Monday - 01/05/2017 14:42
Canada's defence minister has apologized for exaggerating role in Operation Medusa against Taliban

Harjit Sajjan is expected to face calls to resign as Defence Minister in the House of Commons today in the wake of his claim he was the "architect" of a major assault on the Taliban in 2006.

MPs are back in Ottawa after a two-week break, and the controversy over Sajjan overstating his role in Operation Medusa during an April 18 address in New Delhi is likely to dominate the daily question period.

The Conservatives are set to call for him to step aside or be removed from his post, alleging a pattern of misleading the public.

Sajjan said he was sorry in a message posted to his Facebook page Saturday, but opposition parties say that's not enough. He is scheduled to make a statement in the foyer of the House of Commons at 2:05 p.m. ET, according to a notice from his office, and CBCNews.ca will carry it live.

The Conservatives say this is not an isolated incident, but rather part of a pattern of questionable comments from the minister.

Conservative defence critic James Bezan also refuted claims by Sajjan that the Iraqis were accepting of Canada's decision to withdraw its CF-18 jet fighters from combat against the Islamic State.
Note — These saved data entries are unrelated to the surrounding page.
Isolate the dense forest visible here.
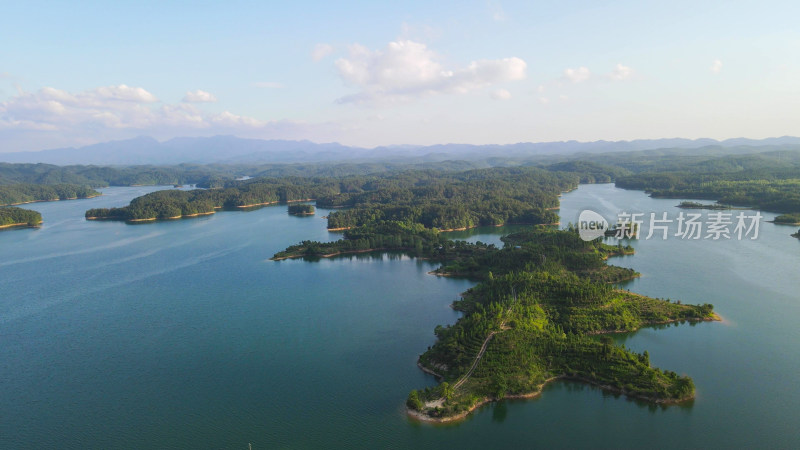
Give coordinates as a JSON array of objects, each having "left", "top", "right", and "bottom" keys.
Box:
[
  {"left": 84, "top": 167, "right": 586, "bottom": 226},
  {"left": 577, "top": 149, "right": 800, "bottom": 214},
  {"left": 86, "top": 177, "right": 339, "bottom": 221},
  {"left": 319, "top": 168, "right": 575, "bottom": 230},
  {"left": 407, "top": 230, "right": 715, "bottom": 420},
  {"left": 0, "top": 206, "right": 42, "bottom": 228},
  {"left": 774, "top": 213, "right": 800, "bottom": 224},
  {"left": 0, "top": 183, "right": 100, "bottom": 206},
  {"left": 288, "top": 204, "right": 315, "bottom": 215},
  {"left": 616, "top": 174, "right": 800, "bottom": 213},
  {"left": 268, "top": 172, "right": 716, "bottom": 421},
  {"left": 0, "top": 162, "right": 229, "bottom": 188}
]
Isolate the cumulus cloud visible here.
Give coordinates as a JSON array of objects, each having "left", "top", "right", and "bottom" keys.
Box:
[
  {"left": 564, "top": 66, "right": 591, "bottom": 83},
  {"left": 182, "top": 89, "right": 217, "bottom": 103},
  {"left": 253, "top": 81, "right": 284, "bottom": 89},
  {"left": 311, "top": 43, "right": 334, "bottom": 61},
  {"left": 0, "top": 84, "right": 266, "bottom": 133},
  {"left": 94, "top": 84, "right": 158, "bottom": 103},
  {"left": 711, "top": 59, "right": 723, "bottom": 74},
  {"left": 334, "top": 40, "right": 526, "bottom": 104},
  {"left": 609, "top": 63, "right": 633, "bottom": 80},
  {"left": 0, "top": 84, "right": 344, "bottom": 151},
  {"left": 490, "top": 89, "right": 512, "bottom": 100}
]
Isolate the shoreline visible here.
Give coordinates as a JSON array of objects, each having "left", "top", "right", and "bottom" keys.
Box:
[
  {"left": 438, "top": 222, "right": 559, "bottom": 233},
  {"left": 86, "top": 211, "right": 216, "bottom": 222},
  {"left": 408, "top": 305, "right": 718, "bottom": 423},
  {"left": 3, "top": 193, "right": 101, "bottom": 207},
  {"left": 585, "top": 313, "right": 721, "bottom": 335},
  {"left": 0, "top": 221, "right": 42, "bottom": 230},
  {"left": 236, "top": 198, "right": 316, "bottom": 209},
  {"left": 407, "top": 376, "right": 564, "bottom": 423},
  {"left": 271, "top": 247, "right": 408, "bottom": 261},
  {"left": 408, "top": 366, "right": 699, "bottom": 423}
]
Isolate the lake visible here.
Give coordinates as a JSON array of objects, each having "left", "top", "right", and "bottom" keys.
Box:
[{"left": 1, "top": 184, "right": 798, "bottom": 449}]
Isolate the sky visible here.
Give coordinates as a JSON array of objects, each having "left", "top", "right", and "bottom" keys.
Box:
[{"left": 1, "top": 0, "right": 799, "bottom": 152}]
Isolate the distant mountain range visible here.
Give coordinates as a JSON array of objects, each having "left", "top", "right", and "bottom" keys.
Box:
[{"left": 2, "top": 135, "right": 800, "bottom": 165}]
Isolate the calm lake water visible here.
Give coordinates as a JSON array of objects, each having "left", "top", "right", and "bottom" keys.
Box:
[{"left": 1, "top": 184, "right": 798, "bottom": 449}]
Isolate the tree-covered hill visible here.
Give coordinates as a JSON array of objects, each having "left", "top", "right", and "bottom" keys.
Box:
[
  {"left": 0, "top": 206, "right": 42, "bottom": 228},
  {"left": 0, "top": 184, "right": 100, "bottom": 206}
]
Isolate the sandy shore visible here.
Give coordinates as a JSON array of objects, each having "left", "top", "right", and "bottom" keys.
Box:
[
  {"left": 0, "top": 221, "right": 42, "bottom": 229},
  {"left": 87, "top": 211, "right": 215, "bottom": 222},
  {"left": 4, "top": 193, "right": 101, "bottom": 207},
  {"left": 407, "top": 376, "right": 564, "bottom": 423},
  {"left": 407, "top": 369, "right": 698, "bottom": 423},
  {"left": 271, "top": 247, "right": 405, "bottom": 261}
]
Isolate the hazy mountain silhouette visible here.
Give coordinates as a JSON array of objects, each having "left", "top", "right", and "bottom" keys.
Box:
[{"left": 2, "top": 135, "right": 800, "bottom": 165}]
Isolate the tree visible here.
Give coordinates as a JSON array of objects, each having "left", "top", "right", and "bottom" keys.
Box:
[
  {"left": 406, "top": 390, "right": 424, "bottom": 411},
  {"left": 441, "top": 382, "right": 454, "bottom": 401}
]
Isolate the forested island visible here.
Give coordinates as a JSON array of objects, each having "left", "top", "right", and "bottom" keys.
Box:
[
  {"left": 85, "top": 178, "right": 335, "bottom": 221},
  {"left": 406, "top": 229, "right": 715, "bottom": 421},
  {"left": 774, "top": 213, "right": 800, "bottom": 225},
  {"left": 0, "top": 206, "right": 43, "bottom": 229},
  {"left": 83, "top": 167, "right": 581, "bottom": 226},
  {"left": 677, "top": 201, "right": 731, "bottom": 210},
  {"left": 611, "top": 152, "right": 800, "bottom": 214},
  {"left": 275, "top": 222, "right": 716, "bottom": 421},
  {"left": 288, "top": 204, "right": 315, "bottom": 215},
  {"left": 318, "top": 168, "right": 573, "bottom": 230},
  {"left": 0, "top": 183, "right": 100, "bottom": 206},
  {"left": 15, "top": 146, "right": 789, "bottom": 423},
  {"left": 267, "top": 165, "right": 718, "bottom": 421}
]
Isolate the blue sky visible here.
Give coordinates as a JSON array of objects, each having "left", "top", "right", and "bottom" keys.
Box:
[{"left": 1, "top": 0, "right": 799, "bottom": 151}]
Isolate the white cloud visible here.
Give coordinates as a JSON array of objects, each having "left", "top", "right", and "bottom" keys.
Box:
[
  {"left": 711, "top": 59, "right": 723, "bottom": 74},
  {"left": 182, "top": 89, "right": 218, "bottom": 103},
  {"left": 253, "top": 81, "right": 284, "bottom": 89},
  {"left": 609, "top": 63, "right": 633, "bottom": 81},
  {"left": 334, "top": 40, "right": 526, "bottom": 104},
  {"left": 490, "top": 89, "right": 512, "bottom": 100},
  {"left": 564, "top": 66, "right": 591, "bottom": 83},
  {"left": 93, "top": 84, "right": 158, "bottom": 103},
  {"left": 0, "top": 84, "right": 262, "bottom": 133},
  {"left": 0, "top": 83, "right": 345, "bottom": 151},
  {"left": 311, "top": 43, "right": 334, "bottom": 62},
  {"left": 538, "top": 97, "right": 550, "bottom": 105}
]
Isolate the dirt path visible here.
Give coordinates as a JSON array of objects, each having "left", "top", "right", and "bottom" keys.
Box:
[{"left": 453, "top": 329, "right": 498, "bottom": 389}]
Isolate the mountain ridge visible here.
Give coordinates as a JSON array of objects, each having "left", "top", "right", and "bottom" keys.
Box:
[{"left": 2, "top": 135, "right": 800, "bottom": 165}]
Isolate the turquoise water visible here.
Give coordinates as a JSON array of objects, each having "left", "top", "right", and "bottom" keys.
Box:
[{"left": 1, "top": 184, "right": 798, "bottom": 449}]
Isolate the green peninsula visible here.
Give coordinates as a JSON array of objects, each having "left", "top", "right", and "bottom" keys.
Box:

He said the minister also made misleading statements about the air force's capability gap and who was responsible for cutting danger pay for soldiers in Kuwait.

The NDP is also prepared to raise questions about the minister's credibility.

Former soldiers with direct knowledge of Sajjan's role in Afghanistan told CBC News that he served as a liaison officer with local Afghan leadership, and provided critical intelligence and insight that helped shape the battle, but that he did not plan the September 2006 operation west of Kandahar City.

Sajjan served on one tour to Bosnia and three deployments to Afghanistan as a reservist.

On the weekend, Sajjan said he made a "mistake" in how he described his role, retracted the statement and apologized.

"I am truly sorry," he said in his Facebook post. "While I am proud of the role I played during my deployments to Afghanistan, my comments were in no way intended to diminish the roles of my former superiors and fellow soldiers. To them I offer my sincere apologies."